Bertholet’s Pipit on Gran Canaria
Clear skies, winding roads, sea spray; what’s not to like? We’re driving on the GC-200 through Parque Natural Tamadaba on Gran Canaria. It’s a road which is regularly in lists of the greatest roads on Earth. It looks astonishing, although you can see far less of it when you’re driving around all those cliff-top hairpin bends.
Having said how beautiful it is, if they tried to build it now it would be such a feat of environmental vandalism. We stop to admire the view and see tall, spiky cactus-like Euphorbias. These are Euphorbia canariensis and live on the narrow coastal belt. It’s the plant symbol of Gran Canaria.
There’s a Pipit calling near the car. It’s just like all the other pipits I’ve seen; brown, speckled, lean, active.

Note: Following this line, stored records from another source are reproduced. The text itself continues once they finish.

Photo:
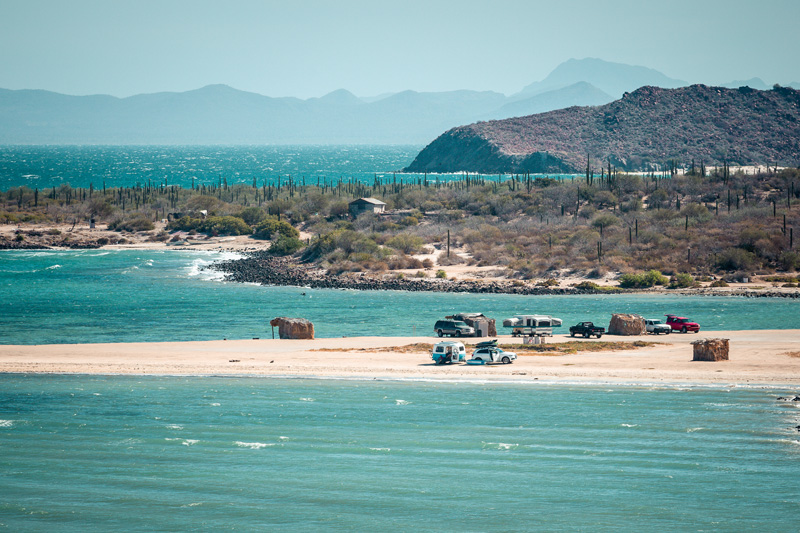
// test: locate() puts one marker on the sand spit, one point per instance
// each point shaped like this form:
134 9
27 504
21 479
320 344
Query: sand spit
757 358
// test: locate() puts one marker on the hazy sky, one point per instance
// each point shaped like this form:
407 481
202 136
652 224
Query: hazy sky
309 48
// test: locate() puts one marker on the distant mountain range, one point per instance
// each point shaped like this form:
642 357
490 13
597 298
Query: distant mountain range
647 127
218 114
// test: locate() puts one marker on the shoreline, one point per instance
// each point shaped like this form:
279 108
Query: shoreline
256 266
758 358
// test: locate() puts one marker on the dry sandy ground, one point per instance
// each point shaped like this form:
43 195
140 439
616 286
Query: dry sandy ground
768 358
242 243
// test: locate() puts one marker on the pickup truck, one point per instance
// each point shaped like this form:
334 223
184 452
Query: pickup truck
587 329
682 324
656 327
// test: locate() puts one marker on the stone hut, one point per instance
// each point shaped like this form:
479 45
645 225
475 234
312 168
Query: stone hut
625 324
366 205
293 328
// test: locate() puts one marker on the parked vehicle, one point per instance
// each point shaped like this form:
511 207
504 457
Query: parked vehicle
532 325
656 327
488 352
682 324
448 352
455 328
587 329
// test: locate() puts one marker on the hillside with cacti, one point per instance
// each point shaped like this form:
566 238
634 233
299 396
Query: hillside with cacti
648 129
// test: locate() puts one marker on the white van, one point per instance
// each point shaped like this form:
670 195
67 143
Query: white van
448 352
532 325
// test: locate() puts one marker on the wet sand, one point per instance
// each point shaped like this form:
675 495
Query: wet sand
757 358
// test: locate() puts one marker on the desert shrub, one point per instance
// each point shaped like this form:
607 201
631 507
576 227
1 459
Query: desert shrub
642 280
605 220
227 225
682 281
789 261
631 205
135 223
252 215
734 259
285 245
406 243
454 259
271 227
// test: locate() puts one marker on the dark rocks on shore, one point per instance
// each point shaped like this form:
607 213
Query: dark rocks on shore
262 268
265 269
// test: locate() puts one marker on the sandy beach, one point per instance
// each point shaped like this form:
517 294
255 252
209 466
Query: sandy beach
757 358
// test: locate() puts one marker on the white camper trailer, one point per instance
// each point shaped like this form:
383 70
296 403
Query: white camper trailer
532 325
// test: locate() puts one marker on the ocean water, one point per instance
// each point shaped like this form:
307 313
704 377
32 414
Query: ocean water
79 296
125 166
83 453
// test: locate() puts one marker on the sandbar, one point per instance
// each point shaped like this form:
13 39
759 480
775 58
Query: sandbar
757 358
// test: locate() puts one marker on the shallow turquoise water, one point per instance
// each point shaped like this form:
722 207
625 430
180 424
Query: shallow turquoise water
49 297
80 453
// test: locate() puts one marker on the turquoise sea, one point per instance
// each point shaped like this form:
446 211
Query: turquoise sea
108 453
81 453
52 297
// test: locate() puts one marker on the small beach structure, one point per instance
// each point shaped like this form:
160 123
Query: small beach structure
366 205
626 324
448 352
483 325
532 325
292 328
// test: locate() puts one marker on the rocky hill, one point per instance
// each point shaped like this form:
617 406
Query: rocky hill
646 127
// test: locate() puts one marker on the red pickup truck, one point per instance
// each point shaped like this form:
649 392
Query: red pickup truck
682 324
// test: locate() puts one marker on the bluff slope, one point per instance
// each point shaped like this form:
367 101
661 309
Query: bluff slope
649 126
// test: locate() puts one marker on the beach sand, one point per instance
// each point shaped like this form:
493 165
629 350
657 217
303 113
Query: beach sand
757 358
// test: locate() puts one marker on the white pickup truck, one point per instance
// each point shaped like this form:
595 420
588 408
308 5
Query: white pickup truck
655 326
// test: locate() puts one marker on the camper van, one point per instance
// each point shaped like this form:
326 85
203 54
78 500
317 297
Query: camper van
532 325
448 352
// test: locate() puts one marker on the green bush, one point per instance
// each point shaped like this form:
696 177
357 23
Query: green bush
135 223
252 215
408 244
682 281
642 280
734 259
284 245
271 226
227 225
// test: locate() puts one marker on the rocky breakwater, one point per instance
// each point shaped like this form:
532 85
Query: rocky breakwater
262 268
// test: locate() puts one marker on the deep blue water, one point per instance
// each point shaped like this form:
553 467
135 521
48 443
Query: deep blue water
82 453
50 297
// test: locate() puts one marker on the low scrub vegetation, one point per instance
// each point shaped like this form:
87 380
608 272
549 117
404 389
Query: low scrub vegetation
663 229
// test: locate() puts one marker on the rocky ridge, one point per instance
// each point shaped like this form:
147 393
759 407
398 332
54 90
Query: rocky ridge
646 127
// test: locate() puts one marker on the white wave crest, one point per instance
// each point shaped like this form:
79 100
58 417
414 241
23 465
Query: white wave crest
499 446
252 445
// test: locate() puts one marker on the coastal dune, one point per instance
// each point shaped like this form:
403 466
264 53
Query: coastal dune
757 358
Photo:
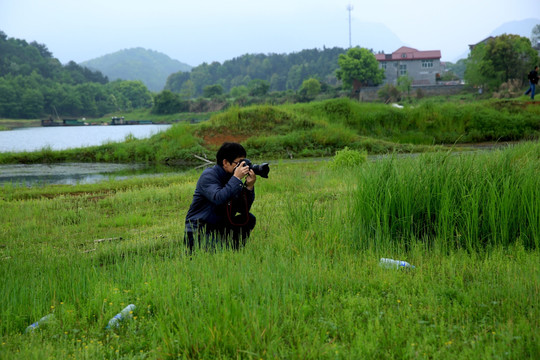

I do I quick search and come back with Berthelot’s Pipit, the endemic species of Gran Canaria. Anthus bertholotii. It’s a relative of the Tawny Pipit, which I’ve never seen. My book says: “Prefers semi-desert stony plains with scattered Euphorbia bushes at low and mid-altitude.” That sounds about right.
Their colonisation of the Canary Islands is quite recent in evolutionary terms: just 2.5 million years ago.
It’s so beautiful I’d love to get some better photographs of it. Maybe in the next couple of days I will.